Le Jason donnait déjà la preuve d’un talent supérieur, mais encore un peu esclave de son public. Ce n’est pas, quoi qu’en dise Canova, une œuvre tout à fait individuelle; c’est plutôt un compromis entre le style à la mode, le style de Canova lui-même et celui des plus beaux temps de l’art grec. Si le jeune artiste a copié d’abord le Pollux, s’il a cherché à se pénétrer de cette simplicité et de cette grandeur, d’autre part il est fort ignorant et on ne peut s’attendre à ce qu’il ait dès lors arrêté sa marche dans les voies les plus pures et les moins battues. On n’atteint pas du premier coup le simple et le grand tout ensemble. Pauvre, sans appui, désireux avant tout de se faire connaître, Bertel ne peut pas encore ne tenir aucun compte du goût général. Aussi, tout en copiant les formes accomplies du colosse de Monte-Cavallo, il jette les yeux sur l’idole de ses contemporains, sur le type que le monde entier alors proclame la merveille de l’art, l’Apollon du Belvédère, et, sans le vouloir peut-être, dans sa première création, il se montre également préoccupé des deux modèles.

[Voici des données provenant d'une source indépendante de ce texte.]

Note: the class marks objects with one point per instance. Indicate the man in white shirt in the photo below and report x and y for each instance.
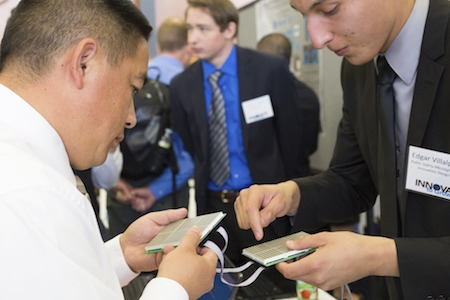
(68, 71)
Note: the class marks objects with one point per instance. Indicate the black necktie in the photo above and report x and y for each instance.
(219, 166)
(387, 161)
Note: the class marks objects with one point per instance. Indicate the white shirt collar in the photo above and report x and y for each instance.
(403, 54)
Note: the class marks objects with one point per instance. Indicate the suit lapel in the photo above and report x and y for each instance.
(429, 70)
(429, 73)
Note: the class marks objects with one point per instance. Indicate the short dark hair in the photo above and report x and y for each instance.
(222, 11)
(276, 43)
(172, 34)
(40, 30)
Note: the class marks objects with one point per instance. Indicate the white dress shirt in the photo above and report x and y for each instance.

Le Jason en effet se présente de la même manière que l’Apollon. Comme le dieu du jour, le héros vainqueur s’avance triomphant, le corps porté sur la jambe droite, l’autre pied touchant à peine la terre. La tête se retourne aussi du côté gauche, pour jeter un regard de dédain sur l’ennemi vaincu. Les bras, il est vrai, sont repliés, l’avant-bras gauche portant la toison, la main droite tenant une lance qui s’appuie sur l’épaule; mais c’est la même idée sculpturale, le même motif, traité seulement dans un tout autre style. Assurément l’œuvre magistrale du Danois ne saurait être comparée, pour la beauté, la vie et la puissance, au marbre inspiré qui resterait le plus séduisant ouvrage de l’antiquité, sans le Parthénon et la Vénus de Milo; mais Thorvaldsen eut le mérite, en imitant l’attitude et le mouvement de l’Apollon, de lui donner des formes nouvelles, aussi idéales et plus vraies. Le torse un peu court et un peu maigre, les membres trop arrondis de l’Apollon sont remplacés par un corps vigoureux, svelte et accentué dans toutes ses parties. La poitrine est large et puissante, avec des plans magnifiques, les membres nourris et bien nuancés, l’ensemble de la figure présente ces proportions carrées que les anciens attribuaient à l’école de Polyclète. On dirait qu’Apollon Pythien a changé de corps avec son voisin du Belvédère, le Mercure[1], et un peu

  1. M. Ampère voit dans le Mercure du Belvédère une excellente copie d’un célèbre Mercure de Polyctète. Cette assertion se trouve corroborée par la récente découverte à Olympie, d’un admirable marbre, trop mutilé, mais fort semblable au Mercure du Vatican, si ce n’est qu’il porte la tête relevée et détournée pour regarder un enfant, Bacchus sans doute, que le dieu tenait sur le bras gauche. Le plâtre de cette œuvre exquise a été offerte par le musée de Berlin à notre École dos Beaux-Arts.